Bien que Jacques Lacan me semble parfois très obscur, il lui arrive de dire des choses lumineuses. Quand il fait de l’arrimage du sujet une dynamique triade, il touche juste. Le moi est imaginaire – c’est très exactement le sens de la fameuse affaire du « stade du miroir » sur laquelle on a tant glosé – et il est un des sommets de ce triangle qui comprend la mère et le père. La mère est le réel et le père est ce qui permet d’entrer dans l’ordre symbolique. La mère est le réel parce qu’elle est ce dont il est impossible de faire abstraction. Tous les humains sont nés du ventre d’une femme. Entre la mère et son enfant, le langage est presque superflu et pour apprendre à parler, il faut se détacher de la mère, opérer cette scission, qui le propre de l’intervention du père. Le père est la figure de la Loi, c'est-à-dire de l’ordre de la parole qui est si essentiel pour le vivant parlant qu’est l’homme. Le démontage de cette construction si fragile ne peut que produire des fous, puisque cette construction est celle qui nous apprend la logique, le principe d’identité et le principe du tiers exclu : le père et la mère ne sont pas la même chose ! et encore moins le père, la mère et l’enfant. La tragédie d’Œdipe nous parle de ça : Œdipe est le frère de ses enfants, Jocaste est la grand-mère de ses enfants tout en étant leur mère. C’est un monde chaotique, insensé que produit le meurtre de Laïos et les épousailles d’Œdipe et de Jocaste.

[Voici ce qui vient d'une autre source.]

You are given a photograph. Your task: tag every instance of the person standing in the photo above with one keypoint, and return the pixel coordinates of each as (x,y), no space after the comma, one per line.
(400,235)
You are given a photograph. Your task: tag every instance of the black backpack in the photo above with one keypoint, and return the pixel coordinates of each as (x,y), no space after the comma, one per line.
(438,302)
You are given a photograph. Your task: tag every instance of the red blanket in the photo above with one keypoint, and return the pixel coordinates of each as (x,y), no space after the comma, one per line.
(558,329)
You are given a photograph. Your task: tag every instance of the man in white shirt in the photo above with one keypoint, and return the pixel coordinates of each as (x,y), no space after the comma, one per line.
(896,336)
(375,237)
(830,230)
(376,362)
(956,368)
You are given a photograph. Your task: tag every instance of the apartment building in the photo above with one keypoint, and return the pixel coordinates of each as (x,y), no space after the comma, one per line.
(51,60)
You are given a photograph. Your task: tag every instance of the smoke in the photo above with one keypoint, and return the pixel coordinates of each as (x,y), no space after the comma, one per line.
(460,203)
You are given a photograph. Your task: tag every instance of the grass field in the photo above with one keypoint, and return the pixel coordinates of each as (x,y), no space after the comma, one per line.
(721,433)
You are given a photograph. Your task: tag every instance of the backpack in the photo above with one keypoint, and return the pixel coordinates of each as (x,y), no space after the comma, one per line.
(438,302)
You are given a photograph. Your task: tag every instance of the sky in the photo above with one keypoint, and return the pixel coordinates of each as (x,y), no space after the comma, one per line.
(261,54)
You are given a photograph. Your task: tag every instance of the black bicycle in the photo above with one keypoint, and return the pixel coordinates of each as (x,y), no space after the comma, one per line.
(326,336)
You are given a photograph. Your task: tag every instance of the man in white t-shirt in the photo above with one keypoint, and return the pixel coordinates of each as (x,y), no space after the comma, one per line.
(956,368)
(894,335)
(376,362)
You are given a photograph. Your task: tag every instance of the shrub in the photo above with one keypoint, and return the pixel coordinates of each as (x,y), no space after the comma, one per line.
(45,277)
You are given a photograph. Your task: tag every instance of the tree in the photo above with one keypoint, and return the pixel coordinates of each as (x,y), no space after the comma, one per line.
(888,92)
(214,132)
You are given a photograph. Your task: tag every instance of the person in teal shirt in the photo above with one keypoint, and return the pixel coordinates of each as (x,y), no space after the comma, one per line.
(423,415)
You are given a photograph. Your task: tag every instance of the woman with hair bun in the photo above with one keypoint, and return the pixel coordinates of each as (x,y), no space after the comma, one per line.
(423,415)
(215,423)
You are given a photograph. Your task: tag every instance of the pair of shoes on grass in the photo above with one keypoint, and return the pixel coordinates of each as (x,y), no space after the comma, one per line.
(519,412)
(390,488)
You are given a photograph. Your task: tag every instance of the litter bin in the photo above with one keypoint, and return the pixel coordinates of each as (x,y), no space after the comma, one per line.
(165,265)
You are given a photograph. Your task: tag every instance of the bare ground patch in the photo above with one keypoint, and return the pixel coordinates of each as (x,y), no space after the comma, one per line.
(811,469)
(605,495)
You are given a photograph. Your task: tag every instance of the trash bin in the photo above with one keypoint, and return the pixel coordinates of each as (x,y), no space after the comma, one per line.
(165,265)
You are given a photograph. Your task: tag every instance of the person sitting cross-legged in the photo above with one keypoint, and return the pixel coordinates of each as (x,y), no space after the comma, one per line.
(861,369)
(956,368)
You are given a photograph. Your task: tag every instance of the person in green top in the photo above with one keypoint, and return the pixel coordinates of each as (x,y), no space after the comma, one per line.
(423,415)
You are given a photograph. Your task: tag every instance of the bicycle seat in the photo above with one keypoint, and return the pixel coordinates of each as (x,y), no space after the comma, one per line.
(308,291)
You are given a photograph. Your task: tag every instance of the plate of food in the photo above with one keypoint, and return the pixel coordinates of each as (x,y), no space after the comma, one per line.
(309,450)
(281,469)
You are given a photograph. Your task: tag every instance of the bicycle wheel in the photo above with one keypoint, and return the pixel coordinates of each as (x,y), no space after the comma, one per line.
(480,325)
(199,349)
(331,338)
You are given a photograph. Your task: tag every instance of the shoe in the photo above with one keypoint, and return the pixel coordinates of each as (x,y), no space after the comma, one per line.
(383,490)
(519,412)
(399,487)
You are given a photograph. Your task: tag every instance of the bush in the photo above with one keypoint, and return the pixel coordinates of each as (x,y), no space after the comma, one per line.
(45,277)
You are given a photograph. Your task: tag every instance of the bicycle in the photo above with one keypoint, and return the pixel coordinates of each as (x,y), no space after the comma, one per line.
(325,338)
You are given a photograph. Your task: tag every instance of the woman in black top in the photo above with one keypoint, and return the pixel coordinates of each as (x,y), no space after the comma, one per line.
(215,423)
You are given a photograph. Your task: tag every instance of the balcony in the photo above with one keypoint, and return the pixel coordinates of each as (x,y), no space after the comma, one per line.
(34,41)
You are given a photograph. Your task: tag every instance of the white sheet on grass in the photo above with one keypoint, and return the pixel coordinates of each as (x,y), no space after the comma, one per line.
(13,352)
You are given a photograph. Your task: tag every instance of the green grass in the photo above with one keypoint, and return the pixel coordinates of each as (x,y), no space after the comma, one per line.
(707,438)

Donc ce à quoi s’attaquent les lois sur l’indifférenciation des sexes, les théories du genre, les nouvelles modes pédagogiques qui veulent embrigader les petits enfants dans la confusion des genres, c’est exactement ce soubassement anthropologique de toute société humaine. « Il est interdit d’interdire » proclamait un groupe gauchiste des années 1968. Mais c’est précisément la question de l’Interdit qui est la condition numéro 1 de l’entrée dans l’ordre de la parole.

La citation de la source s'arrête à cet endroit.